The Lpt machinery may be divided in three subassemblies: LptBFGC, LptA, and LptDE, which are located at the IM, in the periplasm, and at the OM, respectively. LptBFG [56,59,60] constitute an IM ABC transporter that is associated to an atypical subunit, the bitopic IM protein LptC [61], whose function in the ABC transporter has not yet been clarified [60]. LptB is the ATP binding domain of this transporter [62] and LptF and LptG represent the transmembrane subunits. At the OM the LptDE translocon composed by the β-barrel protein LptD and the lipoprotein LptE is responsible of the final stage of LPS assembly at the cell surface [55,63]. The periplasmic protein LptA has the role of connecting the two sub-complexes, somehow coordinating their functions [59,64].

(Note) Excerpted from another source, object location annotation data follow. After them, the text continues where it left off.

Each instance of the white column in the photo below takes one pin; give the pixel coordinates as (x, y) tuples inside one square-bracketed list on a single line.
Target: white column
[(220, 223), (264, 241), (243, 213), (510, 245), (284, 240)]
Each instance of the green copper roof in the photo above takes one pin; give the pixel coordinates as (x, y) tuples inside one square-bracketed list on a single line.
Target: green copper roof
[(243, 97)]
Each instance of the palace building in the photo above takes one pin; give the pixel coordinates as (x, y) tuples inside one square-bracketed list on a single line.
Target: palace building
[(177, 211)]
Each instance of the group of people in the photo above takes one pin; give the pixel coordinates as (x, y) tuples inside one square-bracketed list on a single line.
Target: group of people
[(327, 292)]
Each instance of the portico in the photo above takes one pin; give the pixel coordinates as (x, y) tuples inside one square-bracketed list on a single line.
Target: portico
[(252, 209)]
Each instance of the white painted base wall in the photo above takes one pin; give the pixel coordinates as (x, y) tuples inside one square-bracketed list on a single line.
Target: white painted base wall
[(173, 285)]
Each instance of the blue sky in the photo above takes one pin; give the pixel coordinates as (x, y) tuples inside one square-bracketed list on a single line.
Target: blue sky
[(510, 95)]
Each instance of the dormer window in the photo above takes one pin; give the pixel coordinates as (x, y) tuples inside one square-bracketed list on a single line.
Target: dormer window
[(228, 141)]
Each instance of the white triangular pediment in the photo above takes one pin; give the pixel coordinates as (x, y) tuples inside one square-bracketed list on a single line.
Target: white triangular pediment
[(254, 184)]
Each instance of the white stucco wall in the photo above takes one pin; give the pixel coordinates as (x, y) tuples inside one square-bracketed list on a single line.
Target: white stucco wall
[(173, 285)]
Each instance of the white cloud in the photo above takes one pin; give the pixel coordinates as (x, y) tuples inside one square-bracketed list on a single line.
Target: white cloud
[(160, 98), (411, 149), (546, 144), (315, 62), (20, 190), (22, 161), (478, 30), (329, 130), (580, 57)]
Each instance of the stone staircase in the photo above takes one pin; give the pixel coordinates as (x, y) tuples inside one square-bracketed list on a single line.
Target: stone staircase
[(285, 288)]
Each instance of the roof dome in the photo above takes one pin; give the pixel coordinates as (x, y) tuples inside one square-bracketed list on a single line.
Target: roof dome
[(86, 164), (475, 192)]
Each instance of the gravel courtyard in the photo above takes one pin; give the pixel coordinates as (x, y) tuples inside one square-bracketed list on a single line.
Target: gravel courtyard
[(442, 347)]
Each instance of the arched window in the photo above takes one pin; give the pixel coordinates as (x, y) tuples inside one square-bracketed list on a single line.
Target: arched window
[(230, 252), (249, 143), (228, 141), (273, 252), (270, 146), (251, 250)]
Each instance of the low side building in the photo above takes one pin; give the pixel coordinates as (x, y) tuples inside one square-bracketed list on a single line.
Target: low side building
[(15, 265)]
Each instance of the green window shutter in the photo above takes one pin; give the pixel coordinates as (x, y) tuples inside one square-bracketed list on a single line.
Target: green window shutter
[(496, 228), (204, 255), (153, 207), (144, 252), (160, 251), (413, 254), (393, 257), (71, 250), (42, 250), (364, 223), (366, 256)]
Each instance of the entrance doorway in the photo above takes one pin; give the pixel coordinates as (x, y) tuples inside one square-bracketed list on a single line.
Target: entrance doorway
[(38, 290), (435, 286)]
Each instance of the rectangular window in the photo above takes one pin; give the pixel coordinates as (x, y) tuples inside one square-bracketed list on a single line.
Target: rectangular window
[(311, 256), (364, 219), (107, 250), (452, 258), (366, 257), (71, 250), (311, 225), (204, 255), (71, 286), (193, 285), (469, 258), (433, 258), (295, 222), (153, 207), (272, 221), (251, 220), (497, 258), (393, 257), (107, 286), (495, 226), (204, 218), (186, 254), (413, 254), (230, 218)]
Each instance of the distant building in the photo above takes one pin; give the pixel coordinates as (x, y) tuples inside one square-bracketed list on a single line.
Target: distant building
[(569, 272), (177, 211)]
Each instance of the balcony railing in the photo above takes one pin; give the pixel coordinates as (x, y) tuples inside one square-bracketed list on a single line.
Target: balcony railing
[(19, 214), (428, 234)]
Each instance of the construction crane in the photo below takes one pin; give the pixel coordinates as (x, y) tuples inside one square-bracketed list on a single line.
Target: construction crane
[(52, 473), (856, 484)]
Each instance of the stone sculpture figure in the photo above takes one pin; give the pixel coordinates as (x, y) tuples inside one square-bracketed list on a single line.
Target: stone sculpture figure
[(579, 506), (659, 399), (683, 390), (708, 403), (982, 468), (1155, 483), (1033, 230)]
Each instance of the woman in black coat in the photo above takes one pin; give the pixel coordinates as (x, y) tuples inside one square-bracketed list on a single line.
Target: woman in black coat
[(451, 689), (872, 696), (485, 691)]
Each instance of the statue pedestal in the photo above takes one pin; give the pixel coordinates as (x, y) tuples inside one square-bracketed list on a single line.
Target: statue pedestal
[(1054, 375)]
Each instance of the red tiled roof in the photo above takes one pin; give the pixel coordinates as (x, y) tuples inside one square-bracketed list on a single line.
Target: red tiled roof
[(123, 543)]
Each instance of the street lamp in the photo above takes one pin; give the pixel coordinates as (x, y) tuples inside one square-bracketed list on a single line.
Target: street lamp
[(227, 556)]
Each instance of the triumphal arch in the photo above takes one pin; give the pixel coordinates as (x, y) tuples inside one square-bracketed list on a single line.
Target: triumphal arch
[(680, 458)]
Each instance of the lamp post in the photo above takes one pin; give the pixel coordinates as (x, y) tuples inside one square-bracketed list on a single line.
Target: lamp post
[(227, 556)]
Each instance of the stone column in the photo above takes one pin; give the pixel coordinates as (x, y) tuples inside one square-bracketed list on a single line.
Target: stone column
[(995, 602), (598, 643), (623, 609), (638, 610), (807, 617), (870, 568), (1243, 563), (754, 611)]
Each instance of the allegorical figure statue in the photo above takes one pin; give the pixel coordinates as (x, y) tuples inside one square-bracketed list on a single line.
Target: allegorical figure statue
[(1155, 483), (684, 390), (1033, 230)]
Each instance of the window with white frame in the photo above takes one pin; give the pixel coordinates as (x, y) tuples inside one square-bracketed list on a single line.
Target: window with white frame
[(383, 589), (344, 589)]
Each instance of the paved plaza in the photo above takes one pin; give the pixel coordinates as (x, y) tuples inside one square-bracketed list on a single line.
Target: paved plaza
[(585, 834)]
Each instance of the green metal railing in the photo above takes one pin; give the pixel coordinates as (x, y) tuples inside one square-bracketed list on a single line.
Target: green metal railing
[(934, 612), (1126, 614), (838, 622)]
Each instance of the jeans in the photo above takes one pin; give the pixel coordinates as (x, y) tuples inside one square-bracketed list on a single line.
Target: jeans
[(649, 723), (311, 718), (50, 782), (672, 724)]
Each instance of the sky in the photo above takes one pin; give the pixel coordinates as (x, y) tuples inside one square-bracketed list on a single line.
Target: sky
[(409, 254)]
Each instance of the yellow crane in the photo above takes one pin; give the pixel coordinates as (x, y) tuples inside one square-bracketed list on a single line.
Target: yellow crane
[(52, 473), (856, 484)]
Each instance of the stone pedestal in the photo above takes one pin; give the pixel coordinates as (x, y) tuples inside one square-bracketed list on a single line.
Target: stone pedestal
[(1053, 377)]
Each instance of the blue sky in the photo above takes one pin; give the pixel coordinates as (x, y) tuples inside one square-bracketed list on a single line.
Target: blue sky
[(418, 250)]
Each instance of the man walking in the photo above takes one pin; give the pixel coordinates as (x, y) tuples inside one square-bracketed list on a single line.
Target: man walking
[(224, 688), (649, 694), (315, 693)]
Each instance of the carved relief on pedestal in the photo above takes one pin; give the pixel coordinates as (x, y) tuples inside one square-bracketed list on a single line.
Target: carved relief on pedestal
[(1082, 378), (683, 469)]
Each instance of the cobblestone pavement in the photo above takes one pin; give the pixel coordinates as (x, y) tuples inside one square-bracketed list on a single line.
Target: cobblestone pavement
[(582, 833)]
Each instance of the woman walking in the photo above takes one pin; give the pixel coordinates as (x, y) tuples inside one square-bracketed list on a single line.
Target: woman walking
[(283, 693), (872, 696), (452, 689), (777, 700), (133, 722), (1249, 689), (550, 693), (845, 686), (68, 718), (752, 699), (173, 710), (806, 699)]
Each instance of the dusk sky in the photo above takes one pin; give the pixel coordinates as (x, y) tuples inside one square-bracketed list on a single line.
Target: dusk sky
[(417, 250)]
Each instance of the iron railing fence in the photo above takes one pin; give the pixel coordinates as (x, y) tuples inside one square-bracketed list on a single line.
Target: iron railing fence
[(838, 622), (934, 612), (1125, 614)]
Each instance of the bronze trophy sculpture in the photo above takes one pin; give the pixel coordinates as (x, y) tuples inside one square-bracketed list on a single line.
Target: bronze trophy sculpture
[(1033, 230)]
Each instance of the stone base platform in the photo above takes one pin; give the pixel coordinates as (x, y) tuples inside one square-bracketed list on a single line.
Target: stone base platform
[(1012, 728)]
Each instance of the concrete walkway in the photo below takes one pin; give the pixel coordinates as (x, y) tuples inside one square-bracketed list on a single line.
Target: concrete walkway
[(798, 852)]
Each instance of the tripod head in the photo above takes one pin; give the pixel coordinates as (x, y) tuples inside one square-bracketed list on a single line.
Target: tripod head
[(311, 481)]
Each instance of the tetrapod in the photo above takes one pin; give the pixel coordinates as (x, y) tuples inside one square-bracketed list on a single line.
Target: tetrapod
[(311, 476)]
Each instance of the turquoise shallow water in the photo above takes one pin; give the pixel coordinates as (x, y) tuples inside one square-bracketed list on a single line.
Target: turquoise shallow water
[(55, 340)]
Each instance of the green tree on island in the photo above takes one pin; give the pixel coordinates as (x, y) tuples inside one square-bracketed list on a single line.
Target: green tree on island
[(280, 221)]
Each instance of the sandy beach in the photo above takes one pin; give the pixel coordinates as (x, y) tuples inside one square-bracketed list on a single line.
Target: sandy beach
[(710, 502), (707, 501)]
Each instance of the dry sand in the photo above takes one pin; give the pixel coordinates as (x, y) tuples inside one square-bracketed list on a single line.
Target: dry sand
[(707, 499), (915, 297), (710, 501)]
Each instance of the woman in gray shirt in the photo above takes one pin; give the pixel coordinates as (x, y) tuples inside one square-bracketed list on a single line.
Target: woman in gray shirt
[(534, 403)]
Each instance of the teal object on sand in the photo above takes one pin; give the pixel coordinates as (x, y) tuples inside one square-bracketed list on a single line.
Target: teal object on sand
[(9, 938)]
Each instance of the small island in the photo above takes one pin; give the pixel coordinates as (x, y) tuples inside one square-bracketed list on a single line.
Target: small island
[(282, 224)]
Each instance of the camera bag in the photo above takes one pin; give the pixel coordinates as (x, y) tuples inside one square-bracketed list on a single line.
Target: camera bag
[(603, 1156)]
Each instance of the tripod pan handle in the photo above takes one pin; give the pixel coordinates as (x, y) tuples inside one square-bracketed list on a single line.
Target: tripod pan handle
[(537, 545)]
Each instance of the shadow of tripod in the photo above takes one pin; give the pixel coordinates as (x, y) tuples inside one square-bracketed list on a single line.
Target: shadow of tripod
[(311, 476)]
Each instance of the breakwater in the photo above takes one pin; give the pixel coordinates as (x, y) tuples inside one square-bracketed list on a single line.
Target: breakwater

The Lpt machinery appears to work as a singe device as depletion of any components leads to similar phenotypes namely block of LPS transport and its accumulation to the periplamic side of the IM where it is decorated by colanic acid by the WaaL ligase [56,61]; such LPS modification appears to be diagnostic of defects in the LPS export pathway [57]. Indeed all the seven proteins physically interact and form a transenvelope complex spanning IM and OM [65].

3.2. Molecular Mechanism of Lpt Transport: Towards the Transenvelope Bridge Model

LPS is an amphipatic molecule, this implies that its transport across the periplasm cannot occurs by simple diffusion and requires at least two energy inputs: one for its extraction from the lipid environment of the IM, and one to facilitate the transit of the hydrophobic lipid A portion through the aqueous environment of the periplasm. Since the discovery of the first Lpt factors, this notion induced researchers to postulate different working models to describe the mechanism of LPS transport.

Based on the fact that every envelope compartment has at least one factor dedicated to LPS transport [56,61], two main models have been considered: the chaperone-mediated transit across the periplasm and the transport through a transenvelope proteinaceous bridge spanning both IM and OM.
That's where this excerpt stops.